Published on 12/6/2018. Written by Omkar Konaraddi.
TL;DR: I interned with the C4ML Credit Monitoring team where I added new components and endpoints to a web app used by engineers within the two largest, asset-generating programs at Capital One. The web app enables engineers to view insights for their models from a residual analysis pipeline. I also developed a model to predict charge offs.
This past fall I was a software engineering intern at Capital One. I was amongst the first batch of interns at Capital One's new lab in College Park.
It was part time (~15 hours per week) and I worked remotely with the NYC Credit Monitoring team within Capital One's Center for Machine Learning organization. Most coworkers were working in New York City.
The Credit Monitoring team is building a machine learning pipeline, called Malcolm, for use amongst data science and engineering teams within Capital One. Data scientists and engineers can submit a machine learning model to the pipeline and glean insights on their model. Malcolm can help engineers find features that could be strong candidates for further feature engineering, discover correlation between features and residuals, determine whether a model is over or underestimating risk at a feature level, and much more.
Malcolm is a work in progress but is currently used by two of the largest asset generating programs within Capital One's Card organization (presumably for dogfooding). The Credit Monitoring team is working on making Malcolm ready for production so it can be used by other teams besides two teams under Card.
I worked on the web app for Malcolm (
The Malcolm pipeline deposits insights in AWS S3 buckets in the form of mostly html, csv, png, and json files and then
malcolm-web displays these results for engineers. Before I started as an intern, there was one developer working on the web app. The developer left Capital One and, apart from a README depicting the folder structure and how to run the web app (the usual
npm run build), there was little knowledge transfer.
The web app is built with React (front end) and Flask (back end).
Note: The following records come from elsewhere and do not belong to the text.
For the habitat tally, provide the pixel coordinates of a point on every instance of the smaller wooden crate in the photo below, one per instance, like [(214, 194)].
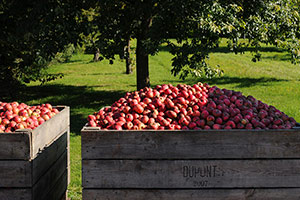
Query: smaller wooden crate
[(213, 164), (34, 164)]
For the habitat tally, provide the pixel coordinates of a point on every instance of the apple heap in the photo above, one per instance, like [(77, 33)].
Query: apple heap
[(15, 116), (186, 107)]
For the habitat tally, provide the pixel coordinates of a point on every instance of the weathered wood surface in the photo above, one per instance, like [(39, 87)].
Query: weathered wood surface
[(16, 146), (222, 144), (25, 144), (51, 178), (45, 160), (15, 173), (190, 173), (46, 133), (202, 194), (15, 194)]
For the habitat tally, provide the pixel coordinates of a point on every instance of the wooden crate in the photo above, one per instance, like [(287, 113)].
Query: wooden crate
[(34, 164), (213, 164)]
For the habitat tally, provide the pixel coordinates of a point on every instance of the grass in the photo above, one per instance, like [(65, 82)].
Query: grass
[(88, 86)]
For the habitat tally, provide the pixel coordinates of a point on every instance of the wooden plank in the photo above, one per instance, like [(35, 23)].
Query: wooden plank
[(221, 144), (15, 173), (15, 146), (190, 173), (59, 191), (46, 133), (211, 194), (51, 178), (69, 160), (15, 194), (45, 160)]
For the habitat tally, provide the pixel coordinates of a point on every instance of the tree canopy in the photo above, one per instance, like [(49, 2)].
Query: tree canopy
[(192, 29), (32, 32)]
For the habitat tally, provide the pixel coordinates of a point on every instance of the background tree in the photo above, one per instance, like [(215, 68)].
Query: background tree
[(192, 29), (32, 32)]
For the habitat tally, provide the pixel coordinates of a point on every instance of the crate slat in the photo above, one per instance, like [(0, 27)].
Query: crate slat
[(50, 179), (46, 133), (97, 144), (15, 194), (191, 173), (16, 147), (45, 160), (216, 194), (32, 162), (15, 173)]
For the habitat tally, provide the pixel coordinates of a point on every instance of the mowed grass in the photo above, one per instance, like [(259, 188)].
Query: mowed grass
[(88, 86)]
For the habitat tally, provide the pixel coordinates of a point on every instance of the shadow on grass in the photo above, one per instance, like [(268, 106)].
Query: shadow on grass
[(81, 99), (225, 49), (241, 82)]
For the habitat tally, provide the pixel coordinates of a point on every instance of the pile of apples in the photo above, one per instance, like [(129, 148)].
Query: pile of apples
[(15, 116), (185, 107)]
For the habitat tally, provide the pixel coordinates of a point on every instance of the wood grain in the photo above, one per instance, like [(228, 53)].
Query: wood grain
[(46, 133), (189, 174), (45, 160), (15, 194), (238, 144), (202, 194), (50, 179), (15, 173), (15, 146)]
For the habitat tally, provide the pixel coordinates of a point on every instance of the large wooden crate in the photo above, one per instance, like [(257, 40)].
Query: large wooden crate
[(34, 164), (236, 164)]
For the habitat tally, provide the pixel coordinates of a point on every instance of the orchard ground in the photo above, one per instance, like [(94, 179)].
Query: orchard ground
[(88, 86)]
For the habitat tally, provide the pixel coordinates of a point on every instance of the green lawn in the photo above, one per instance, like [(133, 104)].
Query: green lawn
[(88, 86)]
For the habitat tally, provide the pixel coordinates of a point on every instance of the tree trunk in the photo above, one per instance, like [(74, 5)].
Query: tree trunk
[(142, 66), (128, 58)]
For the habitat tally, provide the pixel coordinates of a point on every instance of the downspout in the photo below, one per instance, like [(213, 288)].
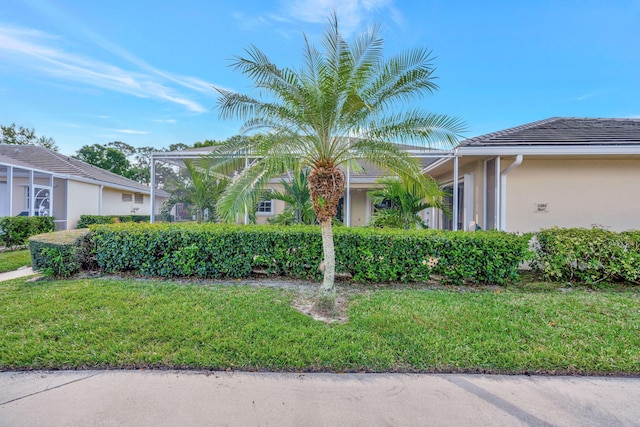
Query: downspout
[(454, 226), (246, 208), (31, 195), (152, 202), (503, 191), (10, 189)]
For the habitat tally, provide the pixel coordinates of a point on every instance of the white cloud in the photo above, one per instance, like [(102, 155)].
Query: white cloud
[(132, 132), (351, 13), (586, 96), (39, 52)]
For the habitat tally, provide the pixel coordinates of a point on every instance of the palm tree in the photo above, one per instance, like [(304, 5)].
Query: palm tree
[(201, 189), (406, 202), (296, 195), (343, 105)]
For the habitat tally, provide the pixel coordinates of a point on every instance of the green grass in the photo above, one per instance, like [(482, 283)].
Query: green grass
[(102, 323), (13, 260)]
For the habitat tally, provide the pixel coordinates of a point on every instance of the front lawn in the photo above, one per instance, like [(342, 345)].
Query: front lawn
[(109, 323), (13, 260)]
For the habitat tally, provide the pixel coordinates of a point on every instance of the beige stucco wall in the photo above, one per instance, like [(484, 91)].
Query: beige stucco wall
[(112, 203), (578, 193), (83, 200)]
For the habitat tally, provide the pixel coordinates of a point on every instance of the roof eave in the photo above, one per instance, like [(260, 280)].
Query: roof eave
[(550, 150)]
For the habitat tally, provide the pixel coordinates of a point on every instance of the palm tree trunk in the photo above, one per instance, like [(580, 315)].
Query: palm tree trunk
[(328, 286)]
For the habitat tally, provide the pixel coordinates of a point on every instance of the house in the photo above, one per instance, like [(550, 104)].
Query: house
[(66, 188), (562, 171), (355, 207)]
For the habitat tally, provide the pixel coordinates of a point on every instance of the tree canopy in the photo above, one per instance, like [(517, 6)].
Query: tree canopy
[(19, 135), (345, 103)]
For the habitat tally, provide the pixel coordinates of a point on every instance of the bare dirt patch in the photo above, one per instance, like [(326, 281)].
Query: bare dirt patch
[(305, 303)]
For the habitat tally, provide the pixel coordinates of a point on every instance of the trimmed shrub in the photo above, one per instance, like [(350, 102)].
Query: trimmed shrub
[(367, 255), (58, 254), (87, 220), (15, 230), (588, 255)]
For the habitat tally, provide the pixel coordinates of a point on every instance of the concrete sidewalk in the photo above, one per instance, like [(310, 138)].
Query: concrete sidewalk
[(187, 398), (21, 272)]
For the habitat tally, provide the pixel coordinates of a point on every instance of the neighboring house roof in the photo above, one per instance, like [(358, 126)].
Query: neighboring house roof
[(558, 136), (563, 131), (45, 160)]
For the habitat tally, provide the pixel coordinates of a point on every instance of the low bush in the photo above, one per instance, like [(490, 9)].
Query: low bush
[(588, 255), (15, 230), (367, 255), (87, 220), (58, 254)]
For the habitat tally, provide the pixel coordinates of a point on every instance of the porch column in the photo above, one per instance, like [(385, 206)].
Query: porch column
[(100, 199), (347, 200), (152, 202)]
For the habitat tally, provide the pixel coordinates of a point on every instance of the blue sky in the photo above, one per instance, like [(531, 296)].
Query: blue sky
[(141, 72)]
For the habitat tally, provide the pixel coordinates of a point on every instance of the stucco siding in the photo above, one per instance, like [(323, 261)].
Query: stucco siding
[(573, 193), (83, 199)]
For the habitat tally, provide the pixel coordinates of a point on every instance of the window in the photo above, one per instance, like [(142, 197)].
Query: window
[(265, 207), (385, 204)]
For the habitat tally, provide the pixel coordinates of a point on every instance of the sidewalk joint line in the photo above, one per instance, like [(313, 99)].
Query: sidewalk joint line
[(47, 389)]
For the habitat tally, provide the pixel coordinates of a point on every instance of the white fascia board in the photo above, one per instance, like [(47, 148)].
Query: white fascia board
[(547, 150), (81, 179)]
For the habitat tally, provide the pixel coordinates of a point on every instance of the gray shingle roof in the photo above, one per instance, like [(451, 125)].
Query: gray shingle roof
[(563, 131), (39, 158)]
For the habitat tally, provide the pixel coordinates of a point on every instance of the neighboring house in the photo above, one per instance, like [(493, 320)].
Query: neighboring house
[(566, 172), (355, 208), (65, 188)]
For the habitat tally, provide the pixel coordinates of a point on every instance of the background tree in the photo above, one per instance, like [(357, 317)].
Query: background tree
[(299, 209), (406, 201), (20, 135), (344, 103), (105, 157), (201, 191)]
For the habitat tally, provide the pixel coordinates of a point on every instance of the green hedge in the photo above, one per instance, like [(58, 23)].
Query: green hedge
[(588, 255), (60, 254), (367, 255), (87, 220), (15, 230)]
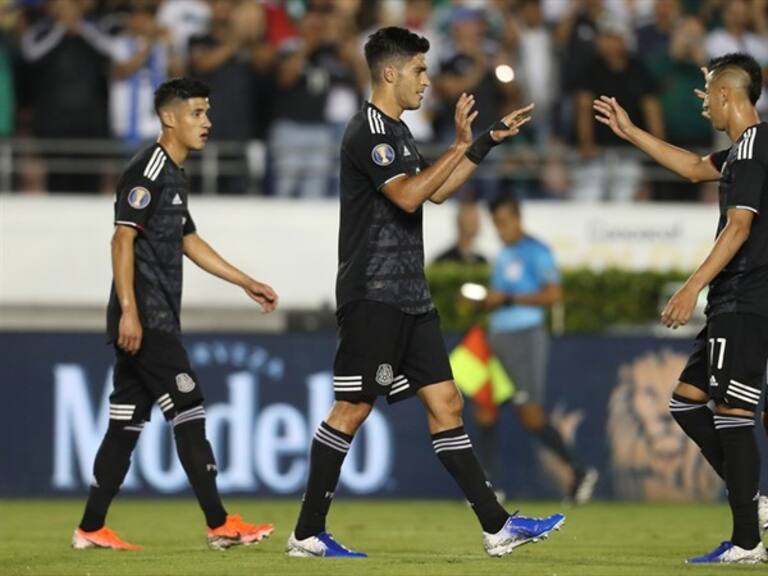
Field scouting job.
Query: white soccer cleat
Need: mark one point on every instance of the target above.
(762, 514)
(322, 545)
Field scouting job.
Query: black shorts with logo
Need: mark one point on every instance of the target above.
(159, 372)
(383, 351)
(729, 359)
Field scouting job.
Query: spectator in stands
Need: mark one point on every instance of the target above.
(467, 228)
(536, 66)
(184, 19)
(608, 168)
(574, 35)
(736, 36)
(69, 71)
(225, 58)
(310, 67)
(677, 73)
(417, 17)
(468, 65)
(143, 58)
(655, 37)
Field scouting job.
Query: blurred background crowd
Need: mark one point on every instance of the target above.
(77, 79)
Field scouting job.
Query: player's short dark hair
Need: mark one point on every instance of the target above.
(505, 201)
(745, 63)
(179, 89)
(391, 43)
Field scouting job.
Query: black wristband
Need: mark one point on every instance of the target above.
(482, 145)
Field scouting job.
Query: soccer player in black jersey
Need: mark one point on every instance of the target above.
(153, 231)
(390, 342)
(729, 355)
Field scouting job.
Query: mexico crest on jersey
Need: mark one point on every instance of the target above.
(184, 382)
(383, 154)
(385, 375)
(139, 198)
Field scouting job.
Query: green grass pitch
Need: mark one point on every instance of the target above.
(403, 538)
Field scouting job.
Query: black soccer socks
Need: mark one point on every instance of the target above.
(109, 469)
(329, 448)
(197, 459)
(454, 450)
(742, 476)
(696, 420)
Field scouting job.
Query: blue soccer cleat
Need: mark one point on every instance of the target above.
(728, 553)
(519, 530)
(321, 545)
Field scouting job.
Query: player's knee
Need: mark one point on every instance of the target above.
(531, 416)
(689, 392)
(447, 407)
(347, 417)
(114, 456)
(725, 410)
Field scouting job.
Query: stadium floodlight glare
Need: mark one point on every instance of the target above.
(505, 73)
(474, 292)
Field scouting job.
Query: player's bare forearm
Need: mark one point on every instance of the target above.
(201, 253)
(683, 162)
(728, 243)
(549, 295)
(123, 267)
(410, 192)
(585, 130)
(459, 175)
(680, 161)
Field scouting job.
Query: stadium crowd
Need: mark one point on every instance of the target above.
(77, 80)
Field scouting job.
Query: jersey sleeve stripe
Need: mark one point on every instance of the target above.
(157, 170)
(752, 138)
(128, 223)
(377, 117)
(371, 123)
(395, 177)
(152, 161)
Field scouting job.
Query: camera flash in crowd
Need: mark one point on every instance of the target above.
(505, 73)
(474, 292)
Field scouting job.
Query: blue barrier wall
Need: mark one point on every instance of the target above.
(266, 394)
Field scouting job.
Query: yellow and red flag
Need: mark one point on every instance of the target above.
(478, 373)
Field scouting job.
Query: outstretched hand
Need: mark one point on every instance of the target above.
(514, 121)
(262, 294)
(609, 112)
(463, 116)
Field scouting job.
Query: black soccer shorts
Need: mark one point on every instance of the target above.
(729, 359)
(385, 352)
(160, 372)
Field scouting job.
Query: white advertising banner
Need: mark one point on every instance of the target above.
(55, 250)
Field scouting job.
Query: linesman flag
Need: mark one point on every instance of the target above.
(478, 373)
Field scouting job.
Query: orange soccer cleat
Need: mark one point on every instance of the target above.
(235, 532)
(101, 538)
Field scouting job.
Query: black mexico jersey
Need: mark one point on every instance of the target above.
(381, 249)
(742, 286)
(152, 197)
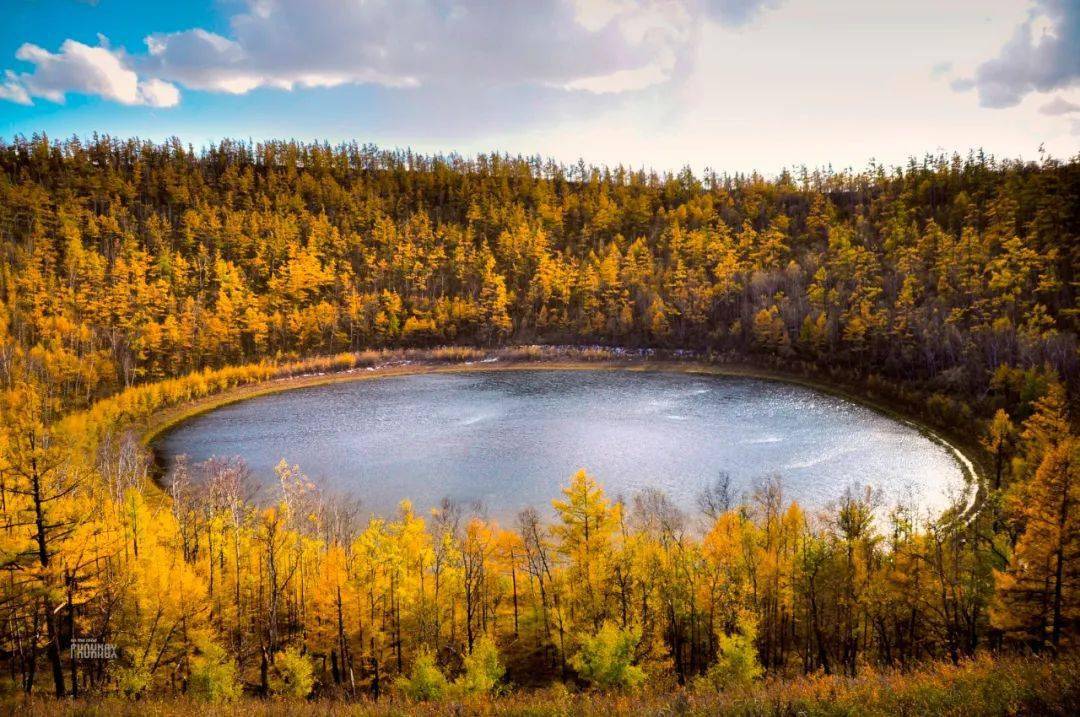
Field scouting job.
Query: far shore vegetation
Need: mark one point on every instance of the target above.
(144, 282)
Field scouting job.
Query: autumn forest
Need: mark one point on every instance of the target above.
(138, 279)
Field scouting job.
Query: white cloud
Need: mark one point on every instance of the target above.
(84, 69)
(1060, 106)
(602, 46)
(13, 91)
(1042, 55)
(285, 43)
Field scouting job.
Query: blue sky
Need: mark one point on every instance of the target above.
(729, 84)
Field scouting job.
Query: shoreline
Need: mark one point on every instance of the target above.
(161, 422)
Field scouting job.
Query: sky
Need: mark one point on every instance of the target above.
(732, 85)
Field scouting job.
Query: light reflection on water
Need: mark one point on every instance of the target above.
(511, 438)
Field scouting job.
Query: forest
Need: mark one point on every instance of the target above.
(138, 276)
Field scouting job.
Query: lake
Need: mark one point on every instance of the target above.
(510, 438)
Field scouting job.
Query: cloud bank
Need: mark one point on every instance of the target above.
(81, 68)
(1033, 59)
(602, 46)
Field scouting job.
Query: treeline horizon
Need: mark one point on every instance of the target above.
(138, 276)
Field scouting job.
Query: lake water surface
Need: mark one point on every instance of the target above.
(510, 438)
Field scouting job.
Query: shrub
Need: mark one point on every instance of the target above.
(737, 665)
(606, 658)
(132, 680)
(213, 675)
(424, 681)
(293, 675)
(483, 668)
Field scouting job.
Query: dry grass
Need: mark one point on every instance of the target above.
(982, 687)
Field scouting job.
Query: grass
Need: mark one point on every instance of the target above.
(982, 687)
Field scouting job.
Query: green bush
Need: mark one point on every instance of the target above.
(606, 658)
(483, 670)
(424, 681)
(293, 675)
(213, 675)
(737, 665)
(132, 679)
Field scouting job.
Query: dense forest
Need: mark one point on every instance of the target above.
(138, 275)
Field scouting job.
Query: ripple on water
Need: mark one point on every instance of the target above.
(512, 438)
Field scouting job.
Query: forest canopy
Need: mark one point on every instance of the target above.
(138, 275)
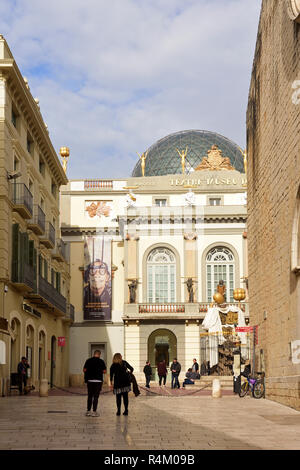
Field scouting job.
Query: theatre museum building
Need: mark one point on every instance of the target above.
(148, 252)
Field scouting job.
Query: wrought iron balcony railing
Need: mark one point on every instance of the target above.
(22, 200)
(24, 276)
(51, 295)
(38, 222)
(49, 238)
(162, 308)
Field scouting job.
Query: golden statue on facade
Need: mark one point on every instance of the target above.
(143, 161)
(182, 155)
(64, 153)
(215, 160)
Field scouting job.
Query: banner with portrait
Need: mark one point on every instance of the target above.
(97, 278)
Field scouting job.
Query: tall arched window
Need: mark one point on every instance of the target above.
(220, 265)
(161, 276)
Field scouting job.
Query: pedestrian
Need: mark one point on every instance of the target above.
(148, 373)
(23, 367)
(162, 372)
(203, 370)
(93, 369)
(120, 381)
(195, 369)
(188, 378)
(175, 369)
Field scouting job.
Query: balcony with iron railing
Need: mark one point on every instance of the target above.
(23, 276)
(70, 314)
(48, 239)
(96, 185)
(22, 200)
(196, 310)
(51, 295)
(38, 221)
(61, 251)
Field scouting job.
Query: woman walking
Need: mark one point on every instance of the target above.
(120, 381)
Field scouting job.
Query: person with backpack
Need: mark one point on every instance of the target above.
(148, 373)
(93, 369)
(120, 380)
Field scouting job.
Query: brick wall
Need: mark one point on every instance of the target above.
(273, 131)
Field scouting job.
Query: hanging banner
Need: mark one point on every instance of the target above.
(97, 278)
(61, 341)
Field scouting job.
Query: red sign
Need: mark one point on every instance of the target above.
(249, 329)
(244, 329)
(61, 341)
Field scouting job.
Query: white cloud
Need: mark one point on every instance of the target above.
(113, 77)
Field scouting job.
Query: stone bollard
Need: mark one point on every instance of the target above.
(43, 387)
(216, 389)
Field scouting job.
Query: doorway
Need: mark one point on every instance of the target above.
(162, 345)
(53, 360)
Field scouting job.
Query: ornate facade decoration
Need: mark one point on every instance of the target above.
(190, 236)
(293, 7)
(215, 161)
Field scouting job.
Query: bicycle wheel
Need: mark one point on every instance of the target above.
(244, 389)
(258, 390)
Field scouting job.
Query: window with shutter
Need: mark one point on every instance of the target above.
(15, 252)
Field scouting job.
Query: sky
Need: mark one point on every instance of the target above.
(113, 77)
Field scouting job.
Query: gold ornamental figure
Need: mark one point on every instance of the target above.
(143, 161)
(64, 153)
(245, 161)
(183, 155)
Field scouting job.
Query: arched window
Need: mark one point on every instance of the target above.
(161, 276)
(220, 265)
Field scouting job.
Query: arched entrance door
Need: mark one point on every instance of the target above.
(53, 359)
(162, 345)
(15, 350)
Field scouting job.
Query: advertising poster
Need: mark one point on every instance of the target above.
(97, 278)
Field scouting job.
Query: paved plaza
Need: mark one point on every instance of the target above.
(170, 422)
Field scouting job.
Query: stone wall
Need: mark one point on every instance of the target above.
(273, 129)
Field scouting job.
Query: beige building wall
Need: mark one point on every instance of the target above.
(273, 127)
(30, 176)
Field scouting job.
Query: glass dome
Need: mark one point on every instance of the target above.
(163, 158)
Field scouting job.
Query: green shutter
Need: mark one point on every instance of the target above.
(41, 265)
(23, 254)
(26, 247)
(15, 253)
(34, 256)
(31, 252)
(58, 282)
(46, 270)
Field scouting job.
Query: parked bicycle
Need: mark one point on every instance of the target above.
(255, 386)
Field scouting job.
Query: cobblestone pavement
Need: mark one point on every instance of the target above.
(169, 422)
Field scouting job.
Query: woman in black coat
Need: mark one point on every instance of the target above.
(120, 381)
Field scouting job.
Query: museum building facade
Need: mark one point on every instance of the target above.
(148, 251)
(35, 312)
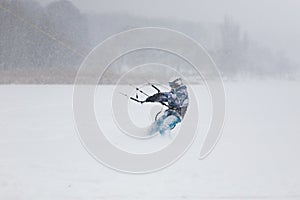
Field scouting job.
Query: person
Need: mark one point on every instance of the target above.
(177, 102)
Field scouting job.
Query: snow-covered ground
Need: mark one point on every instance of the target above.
(257, 157)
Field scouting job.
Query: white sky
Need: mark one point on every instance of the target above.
(273, 23)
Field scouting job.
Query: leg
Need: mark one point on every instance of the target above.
(168, 124)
Flask is used to fetch assets from S3 to be served to the front end and as a proxy for authenticating with S3 (so the secret/password for S3 authentication is on the server and not in the user's browser). React is used to display assets from Flask.
I added new components and routes to the front end and new API endpoints to the back end. The below is a detailed list of additions and changes made.
Front End Changes
Back End Changes
I also went through some of Andrew Ng's machine learning course on Coursera and made a machine learning model to predict charge offs based on credit bureau data. It wasn't very accurate (AUROC = 0.55) but it was
marginally better than flipping a coin. I used Pandas to manipulate and preprocess the credit bureau data then scikit-learn to create a model using a random forest classifier.
Since I was working remotely, almost all communications with the team were through Slack (messaging) and Zoom (video calling). Slack is the most complete chat application I've used. It makes GroupMe look primitive. But sometimes I was unsure whether a coworker had a positive, neutral, or negative reaction to something I said because some emojis in some contexts are ambiguous.
I think there should have been code reviews so that I learn to write better code and so other engineers have a better time maintaining and developing with the code I wrote.
Coworkers were very friendly and I had a good experience.